US- based information technology company IBM has developed Pangea III, which is claimed to be the world’s most powerful commercial supercomputer for Total, a France-based international integrated oil and gas company.
The new IBM POWER9-based supercomputer is designed to help Total in more accurately locating new resources and better assessing the potential associated revenue opportunities.
Compared to Total’s predecessor system which uses 4.5MW, Pangea III consumes only 1.5MW.
Total said that Pangea III uses less than 10% the energy consumption per petaflop as its predecessor.
In addition, IBM has built Pangea III using the same IBM POWER9 AI-optimized, high-performance architecture, which was used in the US Department of Energy’s Summit and Sierra supercomputers.
The IBM POWER9 is optimized to take advantage of attached accelerators and is designed to help Total not only improve performance but also improve energy efficiency in their HPC workloads.
Total exploration & production president Arnaud Breuillac said: “Pangea III’s additional computing power enhances Total’s operational excellence.

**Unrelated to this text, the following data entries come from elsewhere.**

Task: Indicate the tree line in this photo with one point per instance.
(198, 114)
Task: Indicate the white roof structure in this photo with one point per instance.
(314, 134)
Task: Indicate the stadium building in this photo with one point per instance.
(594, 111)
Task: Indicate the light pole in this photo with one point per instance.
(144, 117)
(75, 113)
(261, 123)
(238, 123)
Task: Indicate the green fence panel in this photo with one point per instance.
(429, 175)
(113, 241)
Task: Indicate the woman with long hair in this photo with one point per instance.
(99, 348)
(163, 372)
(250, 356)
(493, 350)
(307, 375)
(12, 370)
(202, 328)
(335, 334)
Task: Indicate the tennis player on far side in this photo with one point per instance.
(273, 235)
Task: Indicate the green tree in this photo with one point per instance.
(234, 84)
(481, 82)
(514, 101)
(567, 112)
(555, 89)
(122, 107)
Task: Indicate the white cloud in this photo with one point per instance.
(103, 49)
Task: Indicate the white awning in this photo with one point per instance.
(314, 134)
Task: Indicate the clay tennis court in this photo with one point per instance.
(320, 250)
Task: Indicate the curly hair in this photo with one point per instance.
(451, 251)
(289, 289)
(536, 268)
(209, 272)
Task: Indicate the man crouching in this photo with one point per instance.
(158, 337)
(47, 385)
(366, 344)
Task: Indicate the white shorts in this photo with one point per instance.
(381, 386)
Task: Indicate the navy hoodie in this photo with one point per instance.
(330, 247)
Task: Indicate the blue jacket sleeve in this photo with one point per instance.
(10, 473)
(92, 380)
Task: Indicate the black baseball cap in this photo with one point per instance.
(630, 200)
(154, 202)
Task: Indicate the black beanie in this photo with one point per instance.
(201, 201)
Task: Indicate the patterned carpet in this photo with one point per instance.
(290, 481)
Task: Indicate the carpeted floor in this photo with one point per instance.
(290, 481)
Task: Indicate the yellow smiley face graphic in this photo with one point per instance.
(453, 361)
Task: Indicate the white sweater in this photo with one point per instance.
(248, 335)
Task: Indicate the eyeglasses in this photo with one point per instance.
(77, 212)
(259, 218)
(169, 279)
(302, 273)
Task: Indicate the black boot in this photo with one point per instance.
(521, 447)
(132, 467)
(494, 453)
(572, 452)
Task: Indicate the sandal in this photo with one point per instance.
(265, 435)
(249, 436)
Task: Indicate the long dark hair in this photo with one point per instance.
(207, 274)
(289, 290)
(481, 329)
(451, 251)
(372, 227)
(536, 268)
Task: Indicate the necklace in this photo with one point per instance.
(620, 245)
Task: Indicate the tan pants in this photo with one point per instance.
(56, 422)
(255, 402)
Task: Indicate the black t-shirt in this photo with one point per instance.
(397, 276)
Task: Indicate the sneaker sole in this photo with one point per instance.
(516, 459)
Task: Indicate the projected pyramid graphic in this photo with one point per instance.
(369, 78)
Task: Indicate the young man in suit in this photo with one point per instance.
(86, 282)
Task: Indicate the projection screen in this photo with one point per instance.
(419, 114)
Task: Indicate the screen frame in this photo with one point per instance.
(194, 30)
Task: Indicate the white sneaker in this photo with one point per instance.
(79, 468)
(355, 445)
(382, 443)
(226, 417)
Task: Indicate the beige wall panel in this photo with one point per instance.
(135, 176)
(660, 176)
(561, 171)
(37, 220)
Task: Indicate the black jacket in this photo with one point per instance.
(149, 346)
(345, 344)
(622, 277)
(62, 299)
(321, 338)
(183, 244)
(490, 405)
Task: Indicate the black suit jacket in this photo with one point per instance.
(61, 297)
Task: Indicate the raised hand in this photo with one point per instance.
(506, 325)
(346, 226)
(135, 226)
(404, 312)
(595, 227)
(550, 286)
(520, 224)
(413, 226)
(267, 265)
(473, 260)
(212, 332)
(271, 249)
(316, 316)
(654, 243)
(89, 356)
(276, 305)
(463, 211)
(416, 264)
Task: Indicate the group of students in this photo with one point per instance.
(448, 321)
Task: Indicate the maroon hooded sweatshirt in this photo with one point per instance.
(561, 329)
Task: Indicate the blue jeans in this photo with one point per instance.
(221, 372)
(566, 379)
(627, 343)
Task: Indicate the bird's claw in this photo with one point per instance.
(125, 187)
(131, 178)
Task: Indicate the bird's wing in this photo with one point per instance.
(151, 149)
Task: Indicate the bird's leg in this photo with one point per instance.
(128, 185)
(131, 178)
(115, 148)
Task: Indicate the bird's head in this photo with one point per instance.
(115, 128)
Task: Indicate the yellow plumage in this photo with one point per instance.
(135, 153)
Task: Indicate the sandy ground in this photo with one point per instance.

“It enables Total to reduce geological risks in exploration and development, accelerate project maturation and delivery, and increases the value of our assets through optimized field operations, with all this at lower cost.”
While exploring new oil and gas prospects, Total first need to create an accurate picture of what lies underground, using seismic data acquisition during exploration campaigns, then geoscientists use the images to identify the location of oil and gas resources.
Huge amount of data is created during the process, which can be easily handled by the IBM POWER9 systems using industry-exclusive technology.
Total said that it has selected IBM in a competitive bidding process, considering its advanced approach to GPU-accelerated computing.
IBM Systems Exascale Systems vice president David Turek said: “Based on the same IBM technology found in Summit and Sierra, the world’s smartest supercomputers, Pangea III demonstrates that IBM Power Systems are not just for the large government or research organizations.
“The world’s largest businesses, like Total, are now tapping that same technology to profoundly change how they operate. It also gives them room to explore the role IBM Power Systems can play against their most data-intensive workloads like hybrid could and AI.”